Gündem

Cumartesi Anneleri: “Kaç yıl geçerse geçsin tüm kayıplarımız için adalet istemekten vazgeçmeyeceğiz!”

Gözaltında kaybedilen yakınlarının akıbetini sormak ve faillerin cezalandırılması talebiyle sürdürdükleri eylemlerinin 801’incisini gerçekleştiren Cumartesi Anneleri, 29 Temmuz 1981’de gözaltında kaybedilen ve 85 gün sonra cenazesi bulunan Süleyman Cihan’ın faillerinin yargılanmasını istedi. 

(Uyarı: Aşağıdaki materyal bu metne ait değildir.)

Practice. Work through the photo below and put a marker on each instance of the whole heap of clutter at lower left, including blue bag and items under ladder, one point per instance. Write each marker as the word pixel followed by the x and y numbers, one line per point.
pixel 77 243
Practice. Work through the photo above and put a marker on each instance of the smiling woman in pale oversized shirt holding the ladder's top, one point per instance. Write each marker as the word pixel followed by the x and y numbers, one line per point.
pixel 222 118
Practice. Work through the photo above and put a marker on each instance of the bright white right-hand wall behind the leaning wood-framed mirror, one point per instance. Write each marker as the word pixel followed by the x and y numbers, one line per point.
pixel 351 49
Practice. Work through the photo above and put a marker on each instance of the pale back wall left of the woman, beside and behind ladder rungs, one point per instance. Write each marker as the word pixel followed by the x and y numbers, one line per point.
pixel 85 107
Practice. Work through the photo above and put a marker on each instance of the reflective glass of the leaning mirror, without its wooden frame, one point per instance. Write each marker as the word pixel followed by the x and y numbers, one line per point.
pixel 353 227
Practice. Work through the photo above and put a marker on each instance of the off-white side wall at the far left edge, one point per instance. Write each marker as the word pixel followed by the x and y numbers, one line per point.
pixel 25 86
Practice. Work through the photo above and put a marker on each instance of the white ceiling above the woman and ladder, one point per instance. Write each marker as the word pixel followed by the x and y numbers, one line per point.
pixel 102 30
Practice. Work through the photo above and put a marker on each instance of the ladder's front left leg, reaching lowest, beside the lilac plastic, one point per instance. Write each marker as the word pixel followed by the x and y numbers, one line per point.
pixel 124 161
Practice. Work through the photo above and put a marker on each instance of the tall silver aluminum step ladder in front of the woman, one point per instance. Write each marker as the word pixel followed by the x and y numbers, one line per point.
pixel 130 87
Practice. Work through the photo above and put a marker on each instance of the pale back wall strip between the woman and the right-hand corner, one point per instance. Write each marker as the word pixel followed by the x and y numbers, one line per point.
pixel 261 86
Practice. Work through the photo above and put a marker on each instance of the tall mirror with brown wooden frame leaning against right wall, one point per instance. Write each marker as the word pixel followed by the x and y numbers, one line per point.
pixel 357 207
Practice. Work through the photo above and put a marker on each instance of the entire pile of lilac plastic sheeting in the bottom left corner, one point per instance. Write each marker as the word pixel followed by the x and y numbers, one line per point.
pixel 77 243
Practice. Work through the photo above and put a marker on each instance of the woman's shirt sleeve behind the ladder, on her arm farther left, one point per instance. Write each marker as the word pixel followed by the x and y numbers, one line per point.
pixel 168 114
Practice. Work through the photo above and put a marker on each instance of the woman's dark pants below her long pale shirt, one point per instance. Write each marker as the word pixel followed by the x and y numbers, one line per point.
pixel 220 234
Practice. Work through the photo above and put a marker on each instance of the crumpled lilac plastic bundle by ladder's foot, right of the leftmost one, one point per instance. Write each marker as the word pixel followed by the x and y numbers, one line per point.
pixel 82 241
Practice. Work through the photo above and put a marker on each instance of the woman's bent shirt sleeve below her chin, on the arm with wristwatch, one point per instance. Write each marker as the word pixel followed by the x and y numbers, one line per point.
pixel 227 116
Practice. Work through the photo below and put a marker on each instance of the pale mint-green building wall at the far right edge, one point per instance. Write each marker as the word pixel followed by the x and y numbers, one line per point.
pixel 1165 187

Aysel Ocak, bu haftaki basın metnini okudu. 31 yaşındaki 2 çocuk babası Süleyman Cihan’ın öğretmen olduğunu ve İstanbul’da yaşadığını belirten Ocak, Cihan’ın hakkında 12 Eylül Askeri Darbesi’nin ardından arama kararı çıkartıldığını, otobüsten indirilerek gözaltına alınan Süleyman Cihan’ın, İstanbul Emniyet Müdürlüğü’ne götürüldüğünü söyledi.

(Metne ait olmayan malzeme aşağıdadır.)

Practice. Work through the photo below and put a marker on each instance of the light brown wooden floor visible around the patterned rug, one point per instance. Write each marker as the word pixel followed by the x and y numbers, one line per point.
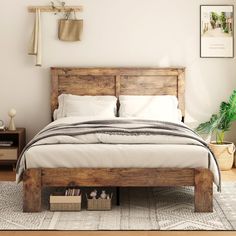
pixel 6 174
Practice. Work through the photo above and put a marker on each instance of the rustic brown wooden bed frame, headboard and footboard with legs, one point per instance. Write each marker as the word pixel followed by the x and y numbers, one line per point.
pixel 118 81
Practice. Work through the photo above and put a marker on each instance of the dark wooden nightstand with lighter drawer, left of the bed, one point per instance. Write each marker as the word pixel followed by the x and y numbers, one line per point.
pixel 9 154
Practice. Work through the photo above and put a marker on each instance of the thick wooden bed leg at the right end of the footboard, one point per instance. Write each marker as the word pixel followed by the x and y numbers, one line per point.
pixel 203 191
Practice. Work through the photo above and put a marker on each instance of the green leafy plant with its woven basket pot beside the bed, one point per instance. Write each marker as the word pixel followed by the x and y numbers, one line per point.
pixel 219 124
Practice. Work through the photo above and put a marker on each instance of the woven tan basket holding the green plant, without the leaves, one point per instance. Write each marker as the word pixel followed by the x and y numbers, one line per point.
pixel 224 154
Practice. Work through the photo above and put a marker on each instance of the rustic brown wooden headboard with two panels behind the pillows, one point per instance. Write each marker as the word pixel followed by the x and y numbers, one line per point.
pixel 118 81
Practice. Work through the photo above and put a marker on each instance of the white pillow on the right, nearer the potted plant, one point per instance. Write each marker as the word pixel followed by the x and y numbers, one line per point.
pixel 164 108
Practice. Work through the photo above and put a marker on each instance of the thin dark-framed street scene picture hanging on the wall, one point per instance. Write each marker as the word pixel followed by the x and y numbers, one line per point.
pixel 217 31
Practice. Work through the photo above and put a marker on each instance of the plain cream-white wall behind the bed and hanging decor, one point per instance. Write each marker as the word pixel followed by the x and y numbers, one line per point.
pixel 116 33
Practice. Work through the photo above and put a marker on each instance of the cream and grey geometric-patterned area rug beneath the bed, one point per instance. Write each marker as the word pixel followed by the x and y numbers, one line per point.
pixel 140 209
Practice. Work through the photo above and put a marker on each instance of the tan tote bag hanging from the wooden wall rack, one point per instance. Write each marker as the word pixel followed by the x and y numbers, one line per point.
pixel 70 29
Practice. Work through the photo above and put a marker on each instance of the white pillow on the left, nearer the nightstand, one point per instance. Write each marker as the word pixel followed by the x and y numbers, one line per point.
pixel 97 106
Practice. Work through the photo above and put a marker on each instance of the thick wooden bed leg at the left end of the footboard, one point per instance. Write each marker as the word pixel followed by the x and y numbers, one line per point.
pixel 32 190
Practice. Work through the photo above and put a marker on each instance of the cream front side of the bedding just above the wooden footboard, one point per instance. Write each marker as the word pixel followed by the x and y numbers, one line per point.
pixel 116 156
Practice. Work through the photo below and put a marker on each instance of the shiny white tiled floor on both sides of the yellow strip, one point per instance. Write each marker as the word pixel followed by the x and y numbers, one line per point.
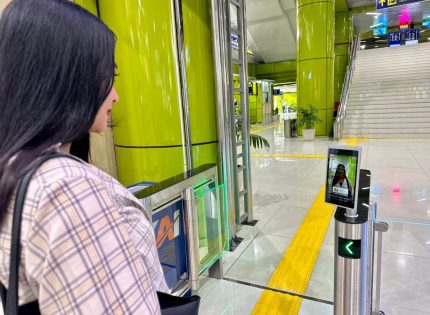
pixel 284 188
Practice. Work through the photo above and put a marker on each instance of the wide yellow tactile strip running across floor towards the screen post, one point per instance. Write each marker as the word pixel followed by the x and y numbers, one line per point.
pixel 295 268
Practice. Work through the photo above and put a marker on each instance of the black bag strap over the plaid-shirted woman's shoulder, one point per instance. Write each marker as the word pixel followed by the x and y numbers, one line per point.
pixel 12 292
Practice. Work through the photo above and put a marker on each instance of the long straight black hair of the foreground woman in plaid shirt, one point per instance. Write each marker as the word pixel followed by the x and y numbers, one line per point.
pixel 56 69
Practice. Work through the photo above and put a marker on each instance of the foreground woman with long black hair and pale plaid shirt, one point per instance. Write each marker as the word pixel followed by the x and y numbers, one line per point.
pixel 86 244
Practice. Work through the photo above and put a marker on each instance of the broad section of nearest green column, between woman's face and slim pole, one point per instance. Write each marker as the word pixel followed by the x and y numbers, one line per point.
pixel 148 131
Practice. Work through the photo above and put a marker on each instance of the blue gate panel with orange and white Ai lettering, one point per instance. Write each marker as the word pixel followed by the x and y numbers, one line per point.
pixel 171 242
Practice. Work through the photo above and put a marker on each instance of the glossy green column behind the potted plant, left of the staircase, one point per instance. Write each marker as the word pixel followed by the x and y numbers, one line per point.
pixel 315 59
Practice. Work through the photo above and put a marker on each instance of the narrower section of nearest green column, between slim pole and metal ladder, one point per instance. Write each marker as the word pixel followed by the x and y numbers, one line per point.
pixel 200 80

Ocak, Cihan’ın kayıp hikayesini şöyle anlattı:

“Durumdan haberdar olan ailesi ve avukatları hemen, İstanbul Emniyeti ve Askeri Savcılık nezdinde girişimlerde bulundu. Ancak tüm girişimler sonuçsuz kaldı. Gözaltı kararını veren İstanbul Sıkıyönetim Komutanlığı Askeri Savcılığı ve gözaltı işlemini gerçekleştiren İstanbul Emniyet Müdürlüğü, 23 kişinin ‘Emniyette işkencede gördüm’ diye tanıklık ettiği Süleyman Cihan’ın gözaltına alındığını reddetti. Ailesi, 85 gün süren ısrarlı arayışının sonunda O’nun ağır işkence görmüş bedenine “meçhul kişi” olarak defnedildiği Zindanarkası Mezarlığı’nda ulaştı. Bu sefer de gözaltını aylarca inkar eden İstanbul Emniyeti Mehmet Ağar ve İbrahim Şahin’in de imzası bulunan gerçek dışı bir belge düzenledi.

Belgede, Süleyman Cihan’ın 30 Temmuz 1981 tarihinde yer göstermeye götürüldüğü apartmanın 6. katından atlayarak intihar ettiği yazıldı. Gerçekte ise çok sayıda tanık beyanına göre Süleyman Cihan, gözaltında aylarca işkence gördü. Ayrıca cansız bedenini kapısı kırılarak girilen ve uzun zamandır kimsenin yaşamadığı bir evin penceresinden atılarak intihar görüntüsü yaratılmak istendi. Olaydan 21 yıl sonra Cerrahpaşa Tıp Fakültesi Adli Tıp Anabilim Dalı’ndan Prof. Dr. Şebnem Korur Fincancı, dosyadaki otopsi bulguları ve tıbbi verilerden hareketle bir rapor hazırladı. Raporda Cihan’ın ağır işkenceye maruz bırakıldığı ve apartmanın altıncı katından atılmadan önce öldürülmüş olduğu kayıt altına alındı.

2012 yılında Cihan Ailesi bu raporla birlikte dosyayı canlandırmak için Kadıköy Cumhuriyet Başsavcılığı’na başvurdu. Başvuruda, Süleyman Cihan’ın kaybedilmesinde sorumluluğu olan kişilerin isimlerini vererek haklarında şüpheli sıfatıyla kamu davası açılmasını talep edildi. Sürüncemede bırakılan dosya güvenilir kanıtlar ve tanıklar olduğu halde zamanaşımı devreye sokularak kapatıldı. Gözaltında kaybedilişinin 39. Yılında Süleyman Cihan dosyasında etkin bir soruşturma ve kovuşturma talebimizi tekrarlıyoruz. Süleyman Cihan’ın kaybedilmesi insanlığa karşı işlenmiş suçtur ve zaman aşımıza tabi tutulamaz. Kaç yıl geçerse geçsin Süleyman Cihan için, tüm kayıplarımız için adalet istemekten vazgeçmeyeceğiz! 102 haftadır hukuksuz bir biçimde bize kapatılan kayıplarımızla buluşma mekânımız olan Galatasaray’dan vazgeçmeyeceğiz.”